The coronavirus outbreak could lead to production delays in China’s wind turbine installations by up to 50 percent in 2020, according to a new report
The coronavirus outbreak could lead to production delays in China’s wind turbine installations by up to 50 percent in 2020, according to research firm Wood Mackenzie. “We estimate production delays across the wind turbine supply chain will result in a 10 percent to 50 percent decrease in 2020 wind installations in China, compared to our Q4 2019 wind power outlook, which was at 28 gigawatts capacity,” said Xiaoyang Li, senior consultant, Wood Mackenzie.
She added that components without pre-existing bottlenecks, such as generators and converters, would be able to recover from first-quarter delays if the outbreak is brought under control in the next few months.
“In a best-case scenario, the epidemic is contained and production resumes by the end of March. In a bear-case, the epidemic could continue to impact the supply chain well into the middle of the year,” Li said.
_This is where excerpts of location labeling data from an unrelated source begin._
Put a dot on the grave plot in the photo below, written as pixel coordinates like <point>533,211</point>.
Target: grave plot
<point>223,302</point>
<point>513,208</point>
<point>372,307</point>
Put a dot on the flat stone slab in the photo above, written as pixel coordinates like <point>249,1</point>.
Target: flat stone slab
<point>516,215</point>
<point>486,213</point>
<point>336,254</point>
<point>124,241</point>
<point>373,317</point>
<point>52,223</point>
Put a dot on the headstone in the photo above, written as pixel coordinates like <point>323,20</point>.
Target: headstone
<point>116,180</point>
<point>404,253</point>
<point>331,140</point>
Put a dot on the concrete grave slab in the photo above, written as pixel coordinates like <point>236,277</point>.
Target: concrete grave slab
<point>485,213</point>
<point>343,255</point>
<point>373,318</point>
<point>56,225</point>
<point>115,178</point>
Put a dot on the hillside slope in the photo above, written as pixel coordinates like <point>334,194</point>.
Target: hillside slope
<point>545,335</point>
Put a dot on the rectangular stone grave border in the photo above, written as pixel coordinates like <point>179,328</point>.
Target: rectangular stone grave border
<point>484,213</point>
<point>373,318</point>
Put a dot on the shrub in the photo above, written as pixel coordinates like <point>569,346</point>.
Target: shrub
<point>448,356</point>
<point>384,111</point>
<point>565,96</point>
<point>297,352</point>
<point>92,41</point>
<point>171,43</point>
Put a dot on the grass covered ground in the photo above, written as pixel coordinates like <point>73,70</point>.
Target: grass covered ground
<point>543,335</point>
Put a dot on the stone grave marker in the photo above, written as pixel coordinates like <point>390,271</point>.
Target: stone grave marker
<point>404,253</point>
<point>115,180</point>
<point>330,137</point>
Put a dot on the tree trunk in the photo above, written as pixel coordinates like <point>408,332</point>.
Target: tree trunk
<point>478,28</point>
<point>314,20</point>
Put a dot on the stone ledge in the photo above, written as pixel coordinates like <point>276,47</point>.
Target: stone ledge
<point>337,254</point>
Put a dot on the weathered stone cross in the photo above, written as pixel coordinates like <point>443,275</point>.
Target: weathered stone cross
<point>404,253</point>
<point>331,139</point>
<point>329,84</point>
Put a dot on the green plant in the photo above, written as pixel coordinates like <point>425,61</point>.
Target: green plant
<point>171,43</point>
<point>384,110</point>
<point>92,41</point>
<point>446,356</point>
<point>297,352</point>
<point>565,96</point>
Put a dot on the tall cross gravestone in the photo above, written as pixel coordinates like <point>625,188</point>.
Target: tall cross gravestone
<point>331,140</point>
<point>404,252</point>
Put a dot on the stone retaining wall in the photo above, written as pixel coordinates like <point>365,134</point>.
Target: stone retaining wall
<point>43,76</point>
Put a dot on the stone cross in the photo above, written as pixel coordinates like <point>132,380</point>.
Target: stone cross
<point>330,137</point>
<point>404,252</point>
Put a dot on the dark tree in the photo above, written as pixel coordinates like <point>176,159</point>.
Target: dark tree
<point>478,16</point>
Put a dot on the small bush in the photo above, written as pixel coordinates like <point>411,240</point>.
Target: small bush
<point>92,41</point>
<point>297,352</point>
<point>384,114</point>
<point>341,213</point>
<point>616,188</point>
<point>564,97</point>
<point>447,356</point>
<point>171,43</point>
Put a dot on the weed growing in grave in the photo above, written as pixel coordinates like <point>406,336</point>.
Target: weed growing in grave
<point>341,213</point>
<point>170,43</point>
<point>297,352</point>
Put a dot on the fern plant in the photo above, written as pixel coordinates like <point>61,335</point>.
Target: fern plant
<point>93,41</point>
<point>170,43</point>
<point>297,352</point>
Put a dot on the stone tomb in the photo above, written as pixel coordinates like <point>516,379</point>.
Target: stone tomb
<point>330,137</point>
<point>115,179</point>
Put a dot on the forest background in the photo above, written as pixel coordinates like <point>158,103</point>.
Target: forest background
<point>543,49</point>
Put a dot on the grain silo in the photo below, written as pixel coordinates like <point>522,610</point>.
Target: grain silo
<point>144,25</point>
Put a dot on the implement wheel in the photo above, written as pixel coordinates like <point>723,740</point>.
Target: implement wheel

According to the research agency, the outbreak has brought much of China’s wind turbine component production to a standstill in recent weeks. The quarantine and travel restriction measures will impact an already tight supply situation for key components.
It added that this could be bad news for wind markets such as China and the United States where developers are rushing to complete projects by end of the year to remain eligible for government subsidies.
The report further added that for non-China, Asia Pacific markets, the direct impact of the outbreak is minimal… these wind markets will need to lean on their domestic supply chains or imports from other low-cost regions such as India, Vietnam, and Southern Europe.
According to the analysis, 6 GW of installations targeting 2020 commercial operation day were identified as at-risk before the outbreak, requiring internal revenue service exemptions to maintain access to 100 percent value of the production tax credit, which is now likely to grow.
Recently, Indian rating and research agency CRISIL had reported that nearly 3 GW of solar projects, worth Rs 16,000 crore, could be at risk of penalties for missing their respective scheduled commercial operation date (SCOD) if the impact of Coronavirus on trade with China prolongs.